Todavía con el corazón latiendo desbocado en mi pecho, volví al escritorio y me
enfrenté al asesino.
Miré el libro
con odio, pero dentro de él estaba la solución para el crimen. Tenía que saber,
por encima del terror que se escondía en sus páginas. Sabía que allí habría
algo que me ayudaría a resolver las muertes, ¿y a evitar cuántas otras?
Me acerqué con
lentitud y, de nuevo, la sensación de espanto se apoderó de mí al ver esa tapa
cerrada. Mi cabeza estallaba en mil dolores diferentes. No quería leerlo, pero
mis manos siguieron dirigiéndose hacia él.
Finalmente lo
abrí. Y lo sentí. ¿Así se habría sentido el viejo Ordóñez? ¿Este horror,
adentrándose en su cuerpo, era lo que lo había matado? Algún impulso o instinto
de supervivencia hizo que mis manos cerraran esas páginas demoníacas justo a
tiempo, y lo único que recuerdo es haber estado corriendo hacia la calle, como
un desquiciado. Cuando me paré, tenía la nariz sangrando y los ojos hinchados.

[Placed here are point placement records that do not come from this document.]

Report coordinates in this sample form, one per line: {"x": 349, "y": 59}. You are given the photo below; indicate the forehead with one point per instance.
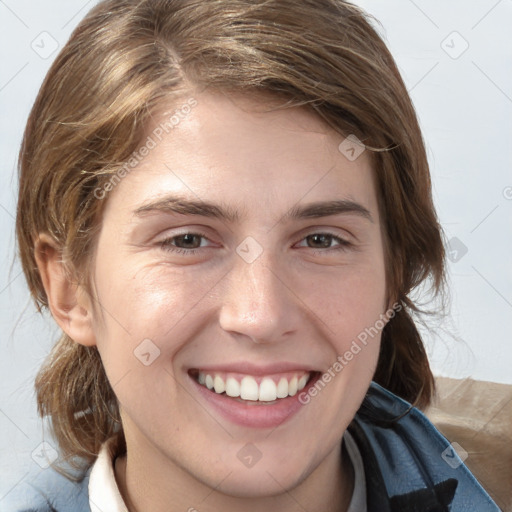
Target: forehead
{"x": 237, "y": 150}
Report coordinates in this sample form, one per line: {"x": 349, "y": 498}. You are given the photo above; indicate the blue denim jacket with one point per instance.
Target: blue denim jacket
{"x": 409, "y": 466}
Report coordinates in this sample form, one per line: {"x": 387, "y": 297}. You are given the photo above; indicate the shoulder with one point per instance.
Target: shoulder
{"x": 47, "y": 490}
{"x": 409, "y": 460}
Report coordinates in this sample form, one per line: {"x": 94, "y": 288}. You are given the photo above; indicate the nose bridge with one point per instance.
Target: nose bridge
{"x": 255, "y": 302}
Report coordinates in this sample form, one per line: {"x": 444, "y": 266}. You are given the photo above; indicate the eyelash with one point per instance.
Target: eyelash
{"x": 167, "y": 243}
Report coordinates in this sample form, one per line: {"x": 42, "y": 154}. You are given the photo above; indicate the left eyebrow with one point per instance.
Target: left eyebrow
{"x": 327, "y": 208}
{"x": 184, "y": 206}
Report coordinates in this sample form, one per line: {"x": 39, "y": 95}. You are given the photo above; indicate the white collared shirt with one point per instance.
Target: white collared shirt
{"x": 104, "y": 493}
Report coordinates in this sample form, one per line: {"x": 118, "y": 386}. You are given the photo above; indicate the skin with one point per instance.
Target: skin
{"x": 302, "y": 301}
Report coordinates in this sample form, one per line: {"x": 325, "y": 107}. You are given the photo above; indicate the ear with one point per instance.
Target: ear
{"x": 69, "y": 303}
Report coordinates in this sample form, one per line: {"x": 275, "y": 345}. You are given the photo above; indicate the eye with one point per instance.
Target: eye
{"x": 185, "y": 243}
{"x": 324, "y": 241}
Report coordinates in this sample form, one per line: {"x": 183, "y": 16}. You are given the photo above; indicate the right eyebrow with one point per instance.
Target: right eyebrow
{"x": 185, "y": 206}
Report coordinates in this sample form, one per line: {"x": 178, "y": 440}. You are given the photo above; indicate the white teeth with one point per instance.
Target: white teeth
{"x": 302, "y": 382}
{"x": 268, "y": 390}
{"x": 219, "y": 385}
{"x": 232, "y": 387}
{"x": 282, "y": 388}
{"x": 292, "y": 386}
{"x": 248, "y": 388}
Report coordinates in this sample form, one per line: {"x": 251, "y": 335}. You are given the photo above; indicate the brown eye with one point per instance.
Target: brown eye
{"x": 319, "y": 241}
{"x": 188, "y": 241}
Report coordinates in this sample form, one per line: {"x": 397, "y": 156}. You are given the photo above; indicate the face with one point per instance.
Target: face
{"x": 243, "y": 254}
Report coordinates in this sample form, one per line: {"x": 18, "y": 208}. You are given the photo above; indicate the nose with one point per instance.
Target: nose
{"x": 258, "y": 303}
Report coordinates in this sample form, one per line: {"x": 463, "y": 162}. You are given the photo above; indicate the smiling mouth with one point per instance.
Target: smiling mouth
{"x": 267, "y": 389}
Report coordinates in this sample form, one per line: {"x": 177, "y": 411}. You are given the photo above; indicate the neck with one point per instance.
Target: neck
{"x": 150, "y": 481}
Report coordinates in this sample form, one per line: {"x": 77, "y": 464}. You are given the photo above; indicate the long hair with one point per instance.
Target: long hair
{"x": 129, "y": 57}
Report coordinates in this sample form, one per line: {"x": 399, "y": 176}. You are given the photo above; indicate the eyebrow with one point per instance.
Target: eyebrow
{"x": 185, "y": 206}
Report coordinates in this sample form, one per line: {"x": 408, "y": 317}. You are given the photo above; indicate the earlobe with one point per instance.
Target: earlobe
{"x": 68, "y": 302}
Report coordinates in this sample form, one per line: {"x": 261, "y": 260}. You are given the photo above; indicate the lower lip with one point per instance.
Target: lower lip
{"x": 254, "y": 414}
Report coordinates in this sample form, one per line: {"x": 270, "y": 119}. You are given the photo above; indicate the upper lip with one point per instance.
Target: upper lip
{"x": 248, "y": 368}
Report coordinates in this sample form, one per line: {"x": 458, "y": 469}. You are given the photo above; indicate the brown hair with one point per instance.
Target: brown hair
{"x": 129, "y": 56}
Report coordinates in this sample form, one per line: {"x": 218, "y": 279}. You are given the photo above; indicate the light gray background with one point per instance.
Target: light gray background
{"x": 464, "y": 101}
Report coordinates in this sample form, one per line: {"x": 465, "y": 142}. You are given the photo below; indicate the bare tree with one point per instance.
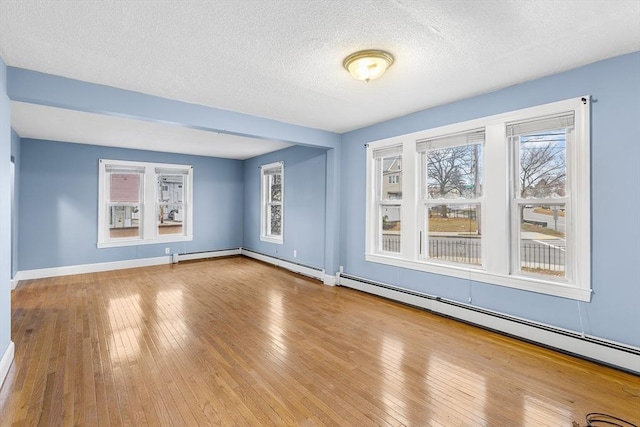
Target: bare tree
{"x": 543, "y": 169}
{"x": 452, "y": 171}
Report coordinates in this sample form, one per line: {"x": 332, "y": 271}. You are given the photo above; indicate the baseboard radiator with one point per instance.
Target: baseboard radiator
{"x": 602, "y": 351}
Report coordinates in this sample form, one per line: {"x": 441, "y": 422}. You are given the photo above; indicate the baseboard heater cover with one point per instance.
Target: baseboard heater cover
{"x": 602, "y": 351}
{"x": 305, "y": 270}
{"x": 206, "y": 254}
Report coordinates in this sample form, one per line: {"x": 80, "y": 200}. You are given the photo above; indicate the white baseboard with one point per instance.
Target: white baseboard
{"x": 604, "y": 351}
{"x": 296, "y": 268}
{"x": 116, "y": 265}
{"x": 6, "y": 361}
{"x": 329, "y": 280}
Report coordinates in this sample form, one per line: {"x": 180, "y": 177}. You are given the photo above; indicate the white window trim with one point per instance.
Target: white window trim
{"x": 148, "y": 232}
{"x": 264, "y": 197}
{"x": 496, "y": 268}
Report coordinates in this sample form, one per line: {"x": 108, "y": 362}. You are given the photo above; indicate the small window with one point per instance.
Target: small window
{"x": 272, "y": 206}
{"x": 540, "y": 198}
{"x": 389, "y": 198}
{"x": 452, "y": 197}
{"x": 143, "y": 203}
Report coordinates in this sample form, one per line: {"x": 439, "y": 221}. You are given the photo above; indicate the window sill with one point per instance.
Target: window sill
{"x": 532, "y": 284}
{"x": 137, "y": 242}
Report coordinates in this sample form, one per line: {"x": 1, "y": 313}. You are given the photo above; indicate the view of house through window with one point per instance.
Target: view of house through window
{"x": 142, "y": 203}
{"x": 540, "y": 196}
{"x": 452, "y": 200}
{"x": 124, "y": 204}
{"x": 272, "y": 208}
{"x": 389, "y": 163}
{"x": 170, "y": 204}
{"x": 502, "y": 199}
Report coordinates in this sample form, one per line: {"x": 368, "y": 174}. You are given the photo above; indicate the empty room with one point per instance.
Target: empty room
{"x": 320, "y": 213}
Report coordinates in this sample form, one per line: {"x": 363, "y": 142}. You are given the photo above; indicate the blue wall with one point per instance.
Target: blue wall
{"x": 58, "y": 204}
{"x": 304, "y": 205}
{"x": 613, "y": 312}
{"x": 5, "y": 207}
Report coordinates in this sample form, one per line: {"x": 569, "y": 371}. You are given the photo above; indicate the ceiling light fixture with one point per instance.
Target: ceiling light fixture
{"x": 368, "y": 64}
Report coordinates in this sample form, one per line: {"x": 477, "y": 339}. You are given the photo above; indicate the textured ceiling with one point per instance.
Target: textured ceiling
{"x": 282, "y": 59}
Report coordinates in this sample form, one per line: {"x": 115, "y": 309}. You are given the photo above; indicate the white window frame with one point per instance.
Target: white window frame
{"x": 497, "y": 215}
{"x": 148, "y": 203}
{"x": 380, "y": 201}
{"x": 266, "y": 203}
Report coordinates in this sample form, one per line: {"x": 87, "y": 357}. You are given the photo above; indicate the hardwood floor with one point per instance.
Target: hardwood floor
{"x": 236, "y": 342}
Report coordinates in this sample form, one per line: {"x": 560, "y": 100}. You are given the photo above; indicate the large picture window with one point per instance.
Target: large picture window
{"x": 502, "y": 199}
{"x": 143, "y": 203}
{"x": 272, "y": 206}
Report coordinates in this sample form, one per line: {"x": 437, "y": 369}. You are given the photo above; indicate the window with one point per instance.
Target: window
{"x": 272, "y": 207}
{"x": 388, "y": 198}
{"x": 143, "y": 203}
{"x": 502, "y": 199}
{"x": 451, "y": 181}
{"x": 540, "y": 201}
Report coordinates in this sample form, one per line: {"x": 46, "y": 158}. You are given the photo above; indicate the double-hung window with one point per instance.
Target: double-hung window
{"x": 503, "y": 199}
{"x": 144, "y": 203}
{"x": 451, "y": 190}
{"x": 272, "y": 207}
{"x": 388, "y": 164}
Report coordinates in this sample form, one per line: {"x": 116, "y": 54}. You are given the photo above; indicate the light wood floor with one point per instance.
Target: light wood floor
{"x": 237, "y": 342}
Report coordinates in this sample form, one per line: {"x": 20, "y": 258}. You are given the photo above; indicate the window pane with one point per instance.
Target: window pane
{"x": 124, "y": 187}
{"x": 455, "y": 172}
{"x": 170, "y": 188}
{"x": 170, "y": 218}
{"x": 391, "y": 178}
{"x": 124, "y": 221}
{"x": 170, "y": 209}
{"x": 275, "y": 220}
{"x": 543, "y": 164}
{"x": 390, "y": 229}
{"x": 454, "y": 233}
{"x": 542, "y": 239}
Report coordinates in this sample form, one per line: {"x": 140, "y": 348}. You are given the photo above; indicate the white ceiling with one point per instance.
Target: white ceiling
{"x": 282, "y": 59}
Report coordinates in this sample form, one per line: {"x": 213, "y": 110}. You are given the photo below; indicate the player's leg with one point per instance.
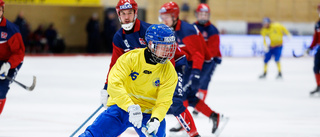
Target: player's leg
{"x": 179, "y": 110}
{"x": 267, "y": 57}
{"x": 110, "y": 123}
{"x": 316, "y": 70}
{"x": 202, "y": 107}
{"x": 4, "y": 85}
{"x": 277, "y": 56}
{"x": 161, "y": 130}
{"x": 205, "y": 78}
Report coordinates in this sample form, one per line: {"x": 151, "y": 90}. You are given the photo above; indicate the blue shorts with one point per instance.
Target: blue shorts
{"x": 114, "y": 121}
{"x": 206, "y": 74}
{"x": 316, "y": 67}
{"x": 4, "y": 84}
{"x": 177, "y": 106}
{"x": 190, "y": 94}
{"x": 276, "y": 52}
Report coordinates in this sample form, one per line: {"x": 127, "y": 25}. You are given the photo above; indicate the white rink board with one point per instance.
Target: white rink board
{"x": 68, "y": 92}
{"x": 252, "y": 45}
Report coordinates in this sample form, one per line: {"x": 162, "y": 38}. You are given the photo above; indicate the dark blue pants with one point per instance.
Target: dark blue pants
{"x": 191, "y": 94}
{"x": 316, "y": 67}
{"x": 4, "y": 84}
{"x": 114, "y": 121}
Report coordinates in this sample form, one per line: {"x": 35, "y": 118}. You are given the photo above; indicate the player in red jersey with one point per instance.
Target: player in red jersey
{"x": 191, "y": 41}
{"x": 11, "y": 53}
{"x": 315, "y": 42}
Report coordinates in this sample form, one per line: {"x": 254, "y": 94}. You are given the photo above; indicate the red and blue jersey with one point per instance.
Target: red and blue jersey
{"x": 191, "y": 41}
{"x": 211, "y": 36}
{"x": 11, "y": 44}
{"x": 316, "y": 35}
{"x": 124, "y": 42}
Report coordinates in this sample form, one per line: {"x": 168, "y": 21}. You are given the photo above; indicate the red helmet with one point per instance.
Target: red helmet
{"x": 203, "y": 8}
{"x": 127, "y": 4}
{"x": 1, "y": 3}
{"x": 170, "y": 7}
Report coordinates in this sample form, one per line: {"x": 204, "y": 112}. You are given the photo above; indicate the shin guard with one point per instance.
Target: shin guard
{"x": 186, "y": 121}
{"x": 203, "y": 108}
{"x": 202, "y": 94}
{"x": 317, "y": 79}
{"x": 2, "y": 102}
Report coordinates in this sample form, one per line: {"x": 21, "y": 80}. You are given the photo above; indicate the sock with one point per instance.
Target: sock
{"x": 317, "y": 79}
{"x": 265, "y": 68}
{"x": 186, "y": 121}
{"x": 2, "y": 102}
{"x": 202, "y": 94}
{"x": 279, "y": 67}
{"x": 203, "y": 108}
{"x": 186, "y": 103}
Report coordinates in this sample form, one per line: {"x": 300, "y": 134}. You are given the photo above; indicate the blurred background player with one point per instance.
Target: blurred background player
{"x": 193, "y": 44}
{"x": 139, "y": 98}
{"x": 211, "y": 36}
{"x": 275, "y": 32}
{"x": 315, "y": 42}
{"x": 131, "y": 36}
{"x": 11, "y": 53}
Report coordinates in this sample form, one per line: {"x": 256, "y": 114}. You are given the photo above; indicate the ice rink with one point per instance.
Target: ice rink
{"x": 68, "y": 92}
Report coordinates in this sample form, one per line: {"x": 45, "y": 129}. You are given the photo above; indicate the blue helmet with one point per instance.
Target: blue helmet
{"x": 161, "y": 42}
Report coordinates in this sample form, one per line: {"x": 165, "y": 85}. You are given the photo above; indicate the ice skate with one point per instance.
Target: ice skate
{"x": 176, "y": 128}
{"x": 315, "y": 91}
{"x": 219, "y": 122}
{"x": 279, "y": 76}
{"x": 195, "y": 113}
{"x": 263, "y": 76}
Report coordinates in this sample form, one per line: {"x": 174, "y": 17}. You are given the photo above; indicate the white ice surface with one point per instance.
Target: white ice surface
{"x": 68, "y": 92}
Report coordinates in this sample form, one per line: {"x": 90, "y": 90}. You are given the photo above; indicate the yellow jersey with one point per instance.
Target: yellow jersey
{"x": 134, "y": 81}
{"x": 275, "y": 33}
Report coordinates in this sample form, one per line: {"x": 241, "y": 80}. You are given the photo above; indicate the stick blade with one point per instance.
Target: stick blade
{"x": 33, "y": 84}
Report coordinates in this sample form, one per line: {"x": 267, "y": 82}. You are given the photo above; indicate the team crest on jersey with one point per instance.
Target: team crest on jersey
{"x": 4, "y": 35}
{"x": 134, "y": 75}
{"x": 142, "y": 41}
{"x": 205, "y": 34}
{"x": 156, "y": 82}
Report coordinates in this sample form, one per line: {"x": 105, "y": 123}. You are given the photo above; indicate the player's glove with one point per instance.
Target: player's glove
{"x": 135, "y": 115}
{"x": 4, "y": 70}
{"x": 217, "y": 60}
{"x": 265, "y": 49}
{"x": 104, "y": 98}
{"x": 152, "y": 127}
{"x": 194, "y": 78}
{"x": 308, "y": 51}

Maldiciéndome, me obligué a volver sobre mis pasos, sin importar que alguien
hubiera visto mi carrera desesperada.
Volví a entrar
y me dirigí a la biblioteca. Tomé los papeles que había en el escritorio y con
ellos envolví ese libro repugnante y corrí hacia la cocina, como si llevara
algo vivo y peligroso en mis manos. ¡Y claro que era peligroso!¡Había matado a
dos hombres que se atrevieron a husmear en sus páginas!
Tomé una olla
grande y metí todo allí dentro. Agarré aceite y lo rocié. Luego, con un
fósforo, prendí fuego a ese libro y me quedé esperando a que las llamas
consumieran la amenaza que representaba. Había matado a un hombre
sentado en su escritorio, por haber visto...
¿Haber
visto qué?
¡¿Qué
clase de horror habían visto Ordóñez y el ladrón sin nombre, si el maldito
libro no tenía ni una sola palabra escrita?!